Marcos 12, 18-27: “No es Dios de muertos, sino de vivos”
El evangelio de hoy termina con un reproche de Jesús a los saduceos que le habían consultado sobre la ley deuteronómica (25, 5-10) del levirato. Con ella se pretendía asegurar la continuidad de un linaje y la herencia de sus bienes, y a la vez garantizar la protección de la viuda que había quedado sin hijos.
Los saduceos, que no creían en la resurrección, tratan de meter a Jesús en la casuística jurídico y cultural de la vida matrimonial cuando los cónyuges afectados “vuelvan a la vida”.
Pero Jesús no se deja atrapar: su respuesta pone en valor una convicción fundamental suya y del Nuevo Testamento: la resurrección de los muertos.

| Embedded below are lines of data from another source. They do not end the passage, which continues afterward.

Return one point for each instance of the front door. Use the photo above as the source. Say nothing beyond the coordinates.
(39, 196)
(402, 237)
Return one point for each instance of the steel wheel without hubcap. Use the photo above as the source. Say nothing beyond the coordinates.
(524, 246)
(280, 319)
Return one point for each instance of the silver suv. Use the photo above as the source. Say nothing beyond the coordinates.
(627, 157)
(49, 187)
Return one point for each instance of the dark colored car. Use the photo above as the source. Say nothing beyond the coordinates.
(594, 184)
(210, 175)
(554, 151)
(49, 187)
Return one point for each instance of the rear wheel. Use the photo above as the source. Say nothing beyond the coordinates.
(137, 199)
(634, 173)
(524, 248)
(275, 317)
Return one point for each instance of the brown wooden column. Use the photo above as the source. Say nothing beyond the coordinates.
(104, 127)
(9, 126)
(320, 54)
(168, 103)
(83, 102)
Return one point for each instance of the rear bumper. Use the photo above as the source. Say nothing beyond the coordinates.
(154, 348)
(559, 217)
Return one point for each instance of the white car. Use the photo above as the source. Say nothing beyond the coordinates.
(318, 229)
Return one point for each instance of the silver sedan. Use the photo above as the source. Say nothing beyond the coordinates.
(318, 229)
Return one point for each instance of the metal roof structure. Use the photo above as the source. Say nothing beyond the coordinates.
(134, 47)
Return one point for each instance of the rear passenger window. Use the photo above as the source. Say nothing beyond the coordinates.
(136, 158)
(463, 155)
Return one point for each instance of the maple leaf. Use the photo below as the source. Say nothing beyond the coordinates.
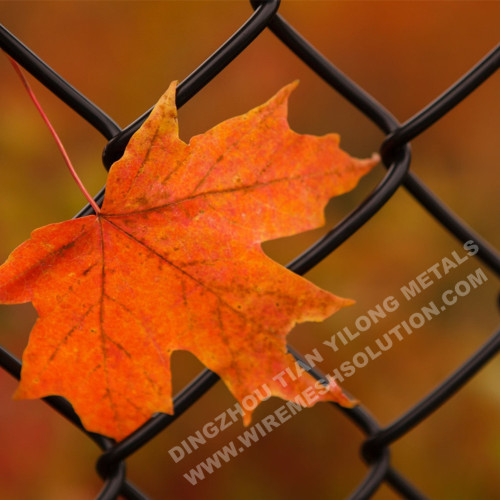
(173, 262)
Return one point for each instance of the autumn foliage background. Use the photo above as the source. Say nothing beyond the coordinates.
(122, 55)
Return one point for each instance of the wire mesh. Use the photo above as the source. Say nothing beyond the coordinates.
(396, 154)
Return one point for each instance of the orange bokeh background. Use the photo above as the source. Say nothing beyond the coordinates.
(123, 55)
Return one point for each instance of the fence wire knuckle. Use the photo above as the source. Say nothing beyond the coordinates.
(396, 155)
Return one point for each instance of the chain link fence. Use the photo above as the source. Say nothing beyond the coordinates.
(396, 154)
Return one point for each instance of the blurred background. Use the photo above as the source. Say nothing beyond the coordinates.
(122, 55)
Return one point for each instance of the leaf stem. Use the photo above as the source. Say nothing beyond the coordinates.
(59, 143)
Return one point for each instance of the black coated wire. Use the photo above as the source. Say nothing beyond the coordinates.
(396, 155)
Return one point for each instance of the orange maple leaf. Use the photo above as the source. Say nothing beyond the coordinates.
(173, 262)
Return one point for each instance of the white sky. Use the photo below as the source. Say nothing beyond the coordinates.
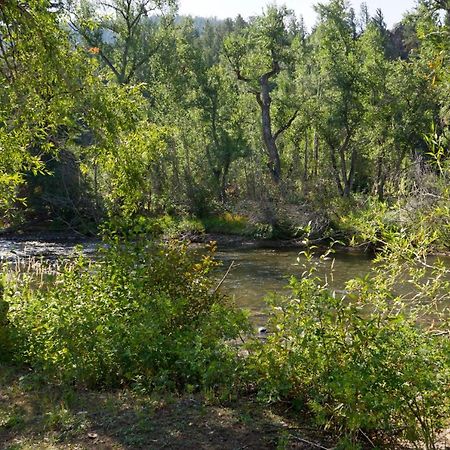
(393, 10)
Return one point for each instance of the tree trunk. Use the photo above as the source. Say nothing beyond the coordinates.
(269, 139)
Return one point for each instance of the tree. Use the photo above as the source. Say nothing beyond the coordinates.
(123, 33)
(258, 55)
(341, 107)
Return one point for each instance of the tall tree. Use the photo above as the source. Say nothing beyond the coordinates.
(258, 56)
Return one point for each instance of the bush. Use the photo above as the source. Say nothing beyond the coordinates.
(362, 364)
(142, 312)
(4, 327)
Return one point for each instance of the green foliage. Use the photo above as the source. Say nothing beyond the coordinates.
(142, 313)
(364, 363)
(5, 344)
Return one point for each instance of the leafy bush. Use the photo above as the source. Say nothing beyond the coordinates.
(228, 223)
(363, 363)
(4, 326)
(142, 312)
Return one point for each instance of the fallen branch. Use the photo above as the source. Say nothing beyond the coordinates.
(312, 443)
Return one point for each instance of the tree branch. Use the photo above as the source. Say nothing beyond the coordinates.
(286, 125)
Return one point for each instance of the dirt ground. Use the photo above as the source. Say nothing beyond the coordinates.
(36, 415)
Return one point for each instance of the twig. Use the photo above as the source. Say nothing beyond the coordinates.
(312, 443)
(223, 278)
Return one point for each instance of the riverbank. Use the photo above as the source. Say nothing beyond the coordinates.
(34, 414)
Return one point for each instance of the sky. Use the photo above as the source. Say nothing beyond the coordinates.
(393, 10)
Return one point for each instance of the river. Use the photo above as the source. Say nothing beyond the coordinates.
(257, 270)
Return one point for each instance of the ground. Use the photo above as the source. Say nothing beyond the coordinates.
(36, 415)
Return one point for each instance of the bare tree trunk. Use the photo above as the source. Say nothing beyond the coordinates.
(269, 139)
(305, 171)
(316, 154)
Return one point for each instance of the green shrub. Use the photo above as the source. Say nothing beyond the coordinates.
(362, 364)
(4, 326)
(142, 312)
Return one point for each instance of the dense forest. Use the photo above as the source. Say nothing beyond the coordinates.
(124, 110)
(122, 120)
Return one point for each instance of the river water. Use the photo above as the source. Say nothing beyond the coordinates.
(256, 270)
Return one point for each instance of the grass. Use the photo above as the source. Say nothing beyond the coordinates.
(35, 415)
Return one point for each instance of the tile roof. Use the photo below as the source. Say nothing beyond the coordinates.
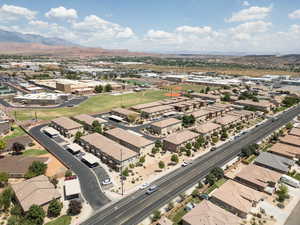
(37, 190)
(237, 195)
(129, 137)
(181, 137)
(206, 213)
(67, 123)
(109, 147)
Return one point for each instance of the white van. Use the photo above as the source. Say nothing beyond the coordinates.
(290, 181)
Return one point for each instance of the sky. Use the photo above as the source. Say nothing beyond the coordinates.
(252, 26)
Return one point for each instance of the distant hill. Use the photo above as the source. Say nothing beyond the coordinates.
(9, 36)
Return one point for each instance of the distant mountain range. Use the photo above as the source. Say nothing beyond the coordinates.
(9, 36)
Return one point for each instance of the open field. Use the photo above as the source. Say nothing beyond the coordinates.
(95, 104)
(229, 71)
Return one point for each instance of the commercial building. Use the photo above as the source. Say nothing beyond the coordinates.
(35, 191)
(208, 128)
(258, 177)
(132, 141)
(173, 142)
(66, 126)
(286, 150)
(274, 162)
(166, 126)
(154, 112)
(110, 152)
(207, 213)
(236, 198)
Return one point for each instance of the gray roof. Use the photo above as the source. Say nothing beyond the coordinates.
(274, 161)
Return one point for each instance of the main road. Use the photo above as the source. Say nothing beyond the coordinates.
(136, 207)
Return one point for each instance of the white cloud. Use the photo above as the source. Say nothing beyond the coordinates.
(252, 13)
(62, 13)
(11, 13)
(245, 3)
(295, 14)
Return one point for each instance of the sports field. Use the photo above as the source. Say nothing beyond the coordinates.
(95, 104)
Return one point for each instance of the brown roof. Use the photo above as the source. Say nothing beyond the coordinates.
(207, 127)
(226, 119)
(206, 213)
(18, 164)
(259, 175)
(181, 137)
(67, 123)
(158, 109)
(237, 195)
(146, 105)
(37, 190)
(109, 147)
(287, 150)
(88, 119)
(291, 140)
(125, 112)
(166, 123)
(129, 137)
(295, 132)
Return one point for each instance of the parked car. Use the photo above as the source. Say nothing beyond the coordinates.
(152, 189)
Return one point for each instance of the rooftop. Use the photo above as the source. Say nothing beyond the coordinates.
(206, 213)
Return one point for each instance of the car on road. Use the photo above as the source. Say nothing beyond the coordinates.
(144, 186)
(107, 181)
(152, 189)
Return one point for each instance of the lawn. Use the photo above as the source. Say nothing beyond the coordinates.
(34, 152)
(95, 104)
(63, 220)
(17, 131)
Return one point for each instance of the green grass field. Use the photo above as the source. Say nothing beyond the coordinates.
(95, 104)
(34, 152)
(63, 220)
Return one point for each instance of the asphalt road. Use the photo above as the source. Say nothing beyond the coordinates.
(74, 102)
(88, 181)
(134, 208)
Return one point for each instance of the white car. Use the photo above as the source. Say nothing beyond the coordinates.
(144, 186)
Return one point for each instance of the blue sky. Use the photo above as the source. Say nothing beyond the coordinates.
(260, 26)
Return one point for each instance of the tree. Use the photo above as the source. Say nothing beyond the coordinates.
(3, 179)
(174, 158)
(161, 164)
(17, 148)
(75, 207)
(98, 89)
(5, 198)
(108, 88)
(54, 208)
(35, 169)
(35, 215)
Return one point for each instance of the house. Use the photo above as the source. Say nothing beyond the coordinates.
(87, 120)
(173, 142)
(274, 162)
(110, 152)
(285, 150)
(126, 114)
(17, 166)
(35, 191)
(166, 126)
(236, 198)
(208, 128)
(264, 106)
(130, 140)
(155, 112)
(207, 213)
(291, 140)
(66, 126)
(258, 177)
(227, 120)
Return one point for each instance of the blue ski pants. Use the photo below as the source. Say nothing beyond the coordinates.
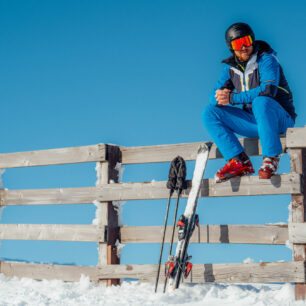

La equivocación de los saduceos consistía en una reducción antropológica al aquí y el ahora de la aventura humana, porque su lectura del Antiguo Testamento era parcial, y porque prescindían del poder de Dios sobre la vida de los hombres y mujeres.
También hoy muchos de nuestros contemporáneos se equivocan porque interpretan la resurrección como el estricto progreso dentro de los límites de la historia, o porque entienden la trascendencia como pura alegoría de un futuro alcanzable por las solas fuerzas humanas, o se conforman con un acercamiento filosófico que confunda la resurrección con la inmortalidad del alma.
Se ha dicho que la Escritura no contiene sólo lo que el hombre dice de Dios, sino lo que Dios dice del hombre. Y lo que dice es que no hemos sido creados para morir, sino para vivir para siempre. Renovando nuestra fe “en la resurrección de la carne” agradecemos al Padre la resurrección de Jesús, que adelanta la nuestra.
¿Qué sentimientos humanos y qué actitudes religiosas desarrolla en nosotros la fe en la resurrección? ¿Te ayuda el recuerdo de la vida de Jesús para esperar con confianza la resurrección y, al mismo tiempo amar este mundo que Dios nos regala cada día?